Slash laughed again, but this time there was no joy in it.
I nudged Dig with my elbow and whispered, “I think he wants to be friends with you.”
Dig twitched his nose, his impatience easily mustered. “I got enough friends.”
“I don’t think you have any friends.”
“I’m not following this goat cheese.”
“He’s a serial killer,” I reminded him. “A very serious serial killer, didn’t he—”.
“Yeah, he did.”
Slash Artery—the dumbest name—loved his infamous Soulless father so very dearly that Slash took it upon himself to walk in his father’s shoes.
Known as being a troubled child, he grew into a troubled adult.
He knocked on the door of Haver prison and asked to be arrested and for entry into its rust bleeding walls and the Execution Battle.
He had trained for it, learning death while others were learning taxes, and joined the Battle with blazing splendour, slaughtering and butchering with hysterical laughter.
“Slash wants to kill you?” I asked Dig.
“He wants me to join him as a follower.”
“In his cult?”
“No, his book club. Yes, his cult.”
Slash tossed his wine glass behind him, splattering the wall with glass and liquid. He took out a red coloured lollipop, inhaled it and licked it once before returning it to his pocket and gestured to me. “Who’s this?”
Dig clenched his jaw. “She’s no one.”
I looked at Dig aghast. How dare he. No one! “I am Delphine De—I am no one. Yes, I am no one.”
Slash stood up and stretched, the action made his pink-sequined crop top lift further up his midsection, exposing his sharp muscled abdominals. It seemed everyone in prison all had gym memberships. He sauntered down each step languidly, his lips peeling up into their grin and bent down to Dig.

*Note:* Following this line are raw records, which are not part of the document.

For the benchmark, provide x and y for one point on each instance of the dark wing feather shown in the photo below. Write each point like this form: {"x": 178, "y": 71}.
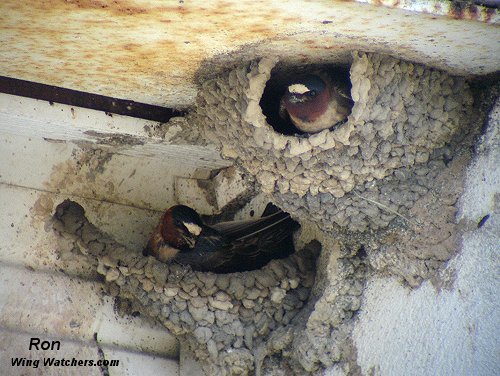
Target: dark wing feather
{"x": 279, "y": 223}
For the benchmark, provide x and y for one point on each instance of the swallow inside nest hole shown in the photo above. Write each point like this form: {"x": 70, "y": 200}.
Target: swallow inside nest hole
{"x": 307, "y": 100}
{"x": 224, "y": 247}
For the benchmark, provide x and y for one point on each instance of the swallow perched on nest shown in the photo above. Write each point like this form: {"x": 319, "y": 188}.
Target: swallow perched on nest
{"x": 313, "y": 103}
{"x": 225, "y": 247}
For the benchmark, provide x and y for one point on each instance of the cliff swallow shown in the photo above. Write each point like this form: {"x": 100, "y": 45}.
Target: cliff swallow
{"x": 226, "y": 247}
{"x": 313, "y": 103}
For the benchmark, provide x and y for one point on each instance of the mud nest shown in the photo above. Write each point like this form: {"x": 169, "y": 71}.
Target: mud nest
{"x": 233, "y": 323}
{"x": 378, "y": 193}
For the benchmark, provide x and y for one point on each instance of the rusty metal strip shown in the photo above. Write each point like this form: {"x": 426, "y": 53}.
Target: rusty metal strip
{"x": 70, "y": 97}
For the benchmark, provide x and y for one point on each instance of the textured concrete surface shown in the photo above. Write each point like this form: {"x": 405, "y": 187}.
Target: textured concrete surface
{"x": 450, "y": 327}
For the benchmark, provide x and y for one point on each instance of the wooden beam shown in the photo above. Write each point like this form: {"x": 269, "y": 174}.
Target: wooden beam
{"x": 155, "y": 52}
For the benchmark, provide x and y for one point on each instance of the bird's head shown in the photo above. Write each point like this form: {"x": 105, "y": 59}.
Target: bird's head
{"x": 307, "y": 97}
{"x": 181, "y": 227}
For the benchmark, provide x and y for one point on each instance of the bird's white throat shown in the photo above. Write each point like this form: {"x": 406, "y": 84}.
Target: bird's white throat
{"x": 298, "y": 89}
{"x": 193, "y": 228}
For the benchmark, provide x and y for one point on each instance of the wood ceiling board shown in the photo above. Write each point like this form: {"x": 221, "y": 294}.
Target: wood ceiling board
{"x": 152, "y": 51}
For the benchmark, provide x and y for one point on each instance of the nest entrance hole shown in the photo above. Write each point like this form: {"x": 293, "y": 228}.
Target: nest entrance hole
{"x": 281, "y": 77}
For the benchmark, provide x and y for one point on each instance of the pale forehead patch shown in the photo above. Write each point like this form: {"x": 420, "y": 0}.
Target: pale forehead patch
{"x": 298, "y": 89}
{"x": 193, "y": 228}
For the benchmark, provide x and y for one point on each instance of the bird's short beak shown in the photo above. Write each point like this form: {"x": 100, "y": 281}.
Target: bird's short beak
{"x": 190, "y": 241}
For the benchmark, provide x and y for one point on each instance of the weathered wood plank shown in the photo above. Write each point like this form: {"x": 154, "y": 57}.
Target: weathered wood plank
{"x": 151, "y": 51}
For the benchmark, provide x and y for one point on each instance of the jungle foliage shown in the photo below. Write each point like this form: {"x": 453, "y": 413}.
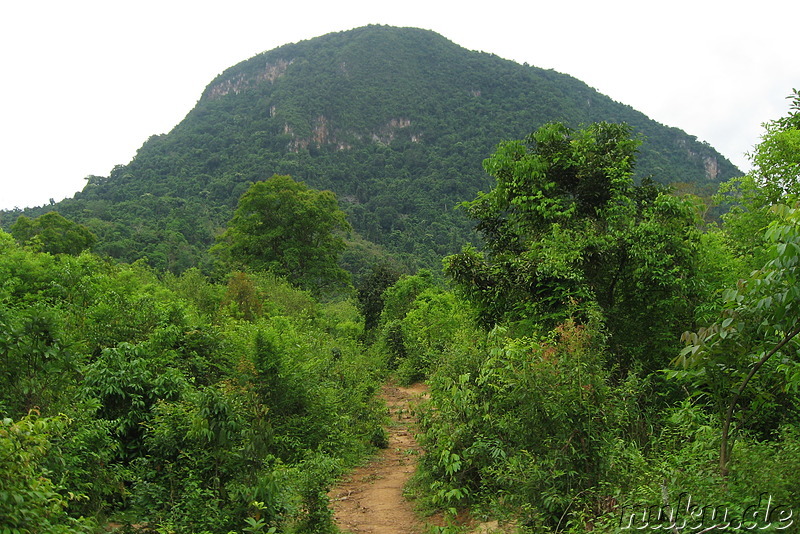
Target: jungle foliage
{"x": 176, "y": 403}
{"x": 602, "y": 359}
{"x": 394, "y": 121}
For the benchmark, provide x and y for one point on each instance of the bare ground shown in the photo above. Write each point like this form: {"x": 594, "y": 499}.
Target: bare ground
{"x": 370, "y": 500}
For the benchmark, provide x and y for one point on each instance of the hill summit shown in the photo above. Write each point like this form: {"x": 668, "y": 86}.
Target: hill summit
{"x": 396, "y": 121}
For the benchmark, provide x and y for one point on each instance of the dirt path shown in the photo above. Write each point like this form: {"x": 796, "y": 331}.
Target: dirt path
{"x": 370, "y": 500}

He snatched Dig’s jaw. In response Dig tried to bite him but failed.
“Join me,” Slash said, his voice slippery like a serpent. “It’s what Daddy would have wanted.”
I yawned. Honestly, this all could have been an email.
Dig jerked, trying to remove his jaw from Slash’s grip. “That man was a piece of shit.”
“You should be proud Dig—”
“Don’t—”
“—you have the might inside of you—”
“Get off—”
“—all you just need to do is see it.” Slash snatched away Dig’s sunglasses, revealing his face to the world. “There you go little brother, just like Daddy.”